Quando vi essa cena, um cafetão sendo espancado pelas garotas traficadas, vi a metáfora. Russo é o sistema, ou melhor, parte do sistema, que prende e força as garotas a se prostituírem para manter o sistema maior. Basicamente, Russo se utiliza da “força de trabalho” das garotas para enriquecer e se manter no poder. Quando alguma garota se rebelava, ele a sufocava, matando-a ou a castigando de alguma outra maneira. Generalizando a grosso modo, Russo é como as grandes empresas cuja premissa básica de existência é o lucro, ou então como o governo do pão e circo.

Quando eu chorei, foi de alegria e de tristeza. Não foi, porém, alegria de ver “tudo dar certo”, nem de tristeza pelo fim da novela. Chorei de alegria por ver, mesmo que teatralmente, mesmo que somente em parte, a representação da derrubada de um sistema: a surra que o ele levou, a dor que sentiu e o sentimento de derrota vão sempre o acompanhar. No entanto, também chorei de tristeza por saber que, na vida real, todo o sistema continua lá, rindo da nossa cara.

Fiquei triste, na verdade, não por saber que famílias abastadas compram jatinhos para não terem que se “misturar” aos outros, mas sim por perceber que nós somos as garotas traficadas. Nós, cidadãos brasileiros, vivemos nosso dia-a-dia sem perceber que nos prostituímos todo santo dia para manter esse sistema imundo, e fazemos isso sem nem nos darmos conta. Acordamos no horário, saímos de casa de carro ou de transporte coletivo, dizemos “bom dia, boa tarde, boa noite”, ganhamos nosso salário, voltamos para casa, dormimos o “sono dos justos”. Não percebemos, porém, que fazemos isso sem pensar, fazemos isso porque esse é o jeito que se vive. Fazemos isso porque nossos pais nos ensinaram a fazer assim, porque o único jeito de gerar valor é produzir. Fazemos isso para manter o sistema, mas somos as garotas traficadas, enquanto o Russo enriquece com o dinheiro (imposto, lucro) de nossos programas (empregos).
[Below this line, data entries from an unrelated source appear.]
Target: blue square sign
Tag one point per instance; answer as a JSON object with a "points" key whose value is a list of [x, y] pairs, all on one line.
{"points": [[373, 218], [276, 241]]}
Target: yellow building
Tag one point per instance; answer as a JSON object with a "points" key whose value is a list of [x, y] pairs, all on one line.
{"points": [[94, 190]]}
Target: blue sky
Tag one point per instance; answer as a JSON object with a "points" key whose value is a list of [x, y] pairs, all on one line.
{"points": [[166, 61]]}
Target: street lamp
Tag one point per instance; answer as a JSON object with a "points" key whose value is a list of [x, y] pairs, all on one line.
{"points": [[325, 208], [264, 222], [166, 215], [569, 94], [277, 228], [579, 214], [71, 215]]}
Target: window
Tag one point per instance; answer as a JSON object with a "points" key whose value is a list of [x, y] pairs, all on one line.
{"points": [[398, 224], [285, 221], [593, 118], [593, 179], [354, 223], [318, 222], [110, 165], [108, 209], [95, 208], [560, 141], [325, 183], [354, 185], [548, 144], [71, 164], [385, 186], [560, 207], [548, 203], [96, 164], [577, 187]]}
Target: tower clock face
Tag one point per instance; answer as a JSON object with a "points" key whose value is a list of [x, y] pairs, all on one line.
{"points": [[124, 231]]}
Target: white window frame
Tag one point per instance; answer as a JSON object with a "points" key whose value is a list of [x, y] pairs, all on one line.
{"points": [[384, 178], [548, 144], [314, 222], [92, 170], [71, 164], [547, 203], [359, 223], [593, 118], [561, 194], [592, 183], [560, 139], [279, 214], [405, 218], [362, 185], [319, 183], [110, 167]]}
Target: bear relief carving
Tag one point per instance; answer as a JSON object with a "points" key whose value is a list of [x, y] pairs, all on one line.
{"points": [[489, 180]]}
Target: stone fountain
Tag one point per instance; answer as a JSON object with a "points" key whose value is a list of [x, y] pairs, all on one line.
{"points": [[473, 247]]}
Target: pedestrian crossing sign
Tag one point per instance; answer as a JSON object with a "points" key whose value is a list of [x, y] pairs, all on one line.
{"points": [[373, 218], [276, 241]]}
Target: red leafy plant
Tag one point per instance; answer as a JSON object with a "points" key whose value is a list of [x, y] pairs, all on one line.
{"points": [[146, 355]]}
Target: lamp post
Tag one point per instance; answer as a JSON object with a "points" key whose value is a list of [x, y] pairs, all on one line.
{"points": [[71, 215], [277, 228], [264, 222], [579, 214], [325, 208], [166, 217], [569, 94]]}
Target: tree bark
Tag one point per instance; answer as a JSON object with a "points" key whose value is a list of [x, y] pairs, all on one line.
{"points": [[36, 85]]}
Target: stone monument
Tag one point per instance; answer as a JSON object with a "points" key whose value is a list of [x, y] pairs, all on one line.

A pergunta é, por que não nos rebelamos? Por que não unimos forças e lutamos contra o sistema que nos aprisiona, assim como fez a Morena? É engraçado, quando mexem no nosso bolso nós protestamos, vamos às ruas unidos, fazemos greve, passeata, trancamos as ruas e invadimos a prefeitura. Mas por que não protestamos pelo direito de sermos nós mesmos? Porque não protestamos pelo direito de fazer aquilo pelo qual somos apaixonados, pelo direito de fazer aquilo que nos faz sentir vivos?

Analisando a novela, dá pra ver que quem liberta as meninas são basicamente duas pessoas: Morena e a delegada, ou seja, a líder, que se rebelou e enfrentou o sistema, e a detentora do poder de decisão, a pessoa que podia “prender essa parte do sistema”. Me pergunto, até quando vamos ser garotas de programa, se rebelando apenas quando baixam o valor do nosso programa? Até quando vamos viver sem líderes, ou, até quando vamos chamar nossos líderes de loucos? Até quando nossos decisores, aqueles que regem o caminho da sociedade, vão continuar sendo covardes sem nenhum poder real de decisão?

Até quando vamos deixar o sistema dirigir a nossa vida, sem nem perceber? Está na hora de ver a vida com outros olhos, está na hora de ACORDAR!!!